Suppose the maximum peak output before amplitude clipping is A, then with a sinewave signal the peak rate of change is a function of frequency, and is found by differentiating A sin(wt), which gives Aw cos(wt), which has a maximum of Aw, where w is the angular frequency (2 pi x frequency). If, for example, the peak output A is 20V and if we increase the frequency until the maximum rate of change is equal to the calculated slew rate limit of 25V/usec then the frequency is around 200kHz, and this is therefore the maximum frequency at which we can get a reasonably undistorted sinewave at the full peak output level. The closed-loop gain falls by -3dB at this frequency, and so we need Vi to be 3dB more than the 1V input voltage required at low frequencies to produce the 20V peak output. We therefore need 1.4V peak sinewave input at 200kHz to get 25V/usec at the output. At 200kHz there is a 45 degree phase difference between input Vi (1.4V pk) and output Vo (20V pk), and the differential input Vdiff is the difference between the 1.4V peak input sinewave and Vo / 20 fed back from the output. Taking the 45deg phase difference into account the difference is 1V peak, as required to drive the differential stage close to clipping and achieve the maximum slew rate. The relative phase angles and magnitudes at 200kHz are illustrated in the following diagram.
That phase shift from input to output is a vital requirement to achieve any slew rate. If there was no phase difference then both input and output would pass through zero at the same time and at that time there would be zero Vdiff, and so the input stage would be unable to drive any current into the compensation capacitor, and the rate of change of output voltage would be zero. For sinewaves and many other music signals the maximum rate of change occurs as the voltage passes through zero, and so Vdiff needs to be at its maximum at the instant when the input Vi is zero. This can only happen if the output is not zero when the input is zero. The phase shift is essential.

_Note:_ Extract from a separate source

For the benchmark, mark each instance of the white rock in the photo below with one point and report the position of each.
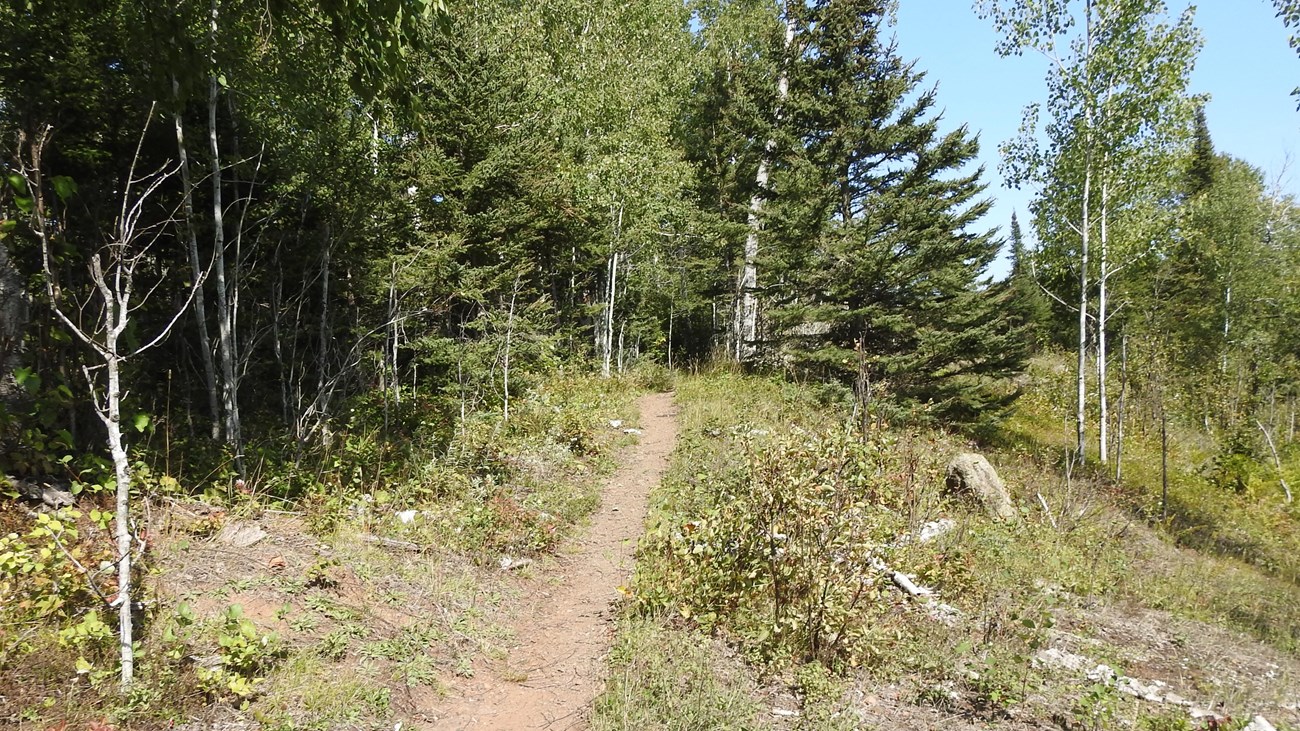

If the audio frequency input signal is under the 1V amplitude clipping level there should never be anything near the 1.4V peak at 200kHz needed to reach slew rate limiting, so what is the point of such a high slew rate? One reason sometimes proposed is that input stage distortion can become significant well below the slew rate limit, so having a high safety margin means that distortion at normal levels is very low. This is true, but if we wanted to make input stage distortion lower there is more than one method. We could increase the current in the input stage, using a 20mA total current, then the slew rate limit will be 50 V / usec, and if we work out the distortion at a low level it will be far below the level we had with 10mA current. There will however be drawbacks, such as higher device dissipation, higher current noise and possibly worse offset problems. Suppose instead we kept the 10mA current but replaced each transistor with a complementary feedback pair. The slew rate limit would not be changed much, but the distortion would again be reduced by a large factor. There are therefore alternative ways to reduce input stage distortion which do not involve increasing the slew rate, and there is therefore no necessary link between slew rate limit and distortion, including TID, PIM and other distortions often ascribed to input stage nonlinearity.
One commonly used improvement is to load the input differential stage with a current mirror. This doubles the available drive current and therefore appears to double the slew rate. There are however other effects, it also doubles the gain, and to maintain the original stability margin we need to either double the compensation capacitor, which returns us to the original slew rate and so has no apparent benefit, or we could double the 100R degeneration resistors, then the gain is unchanged, the slew rate limit is doubled, and input stage distortion at lower levels is reduced. The impressive slew rate specification however is in practice unatainable in the example above, it could only be achieved with Vdiff = 2V, and with a 1V peak input signal that could never happen with any possible signal whether sine, square or whatever.
Aiming for a high slew rate limit on the grounds that transients will be more accurately amplified seems reasonable, but turns out to be almost entirely wrong, as shown in Slew Rate Part 2.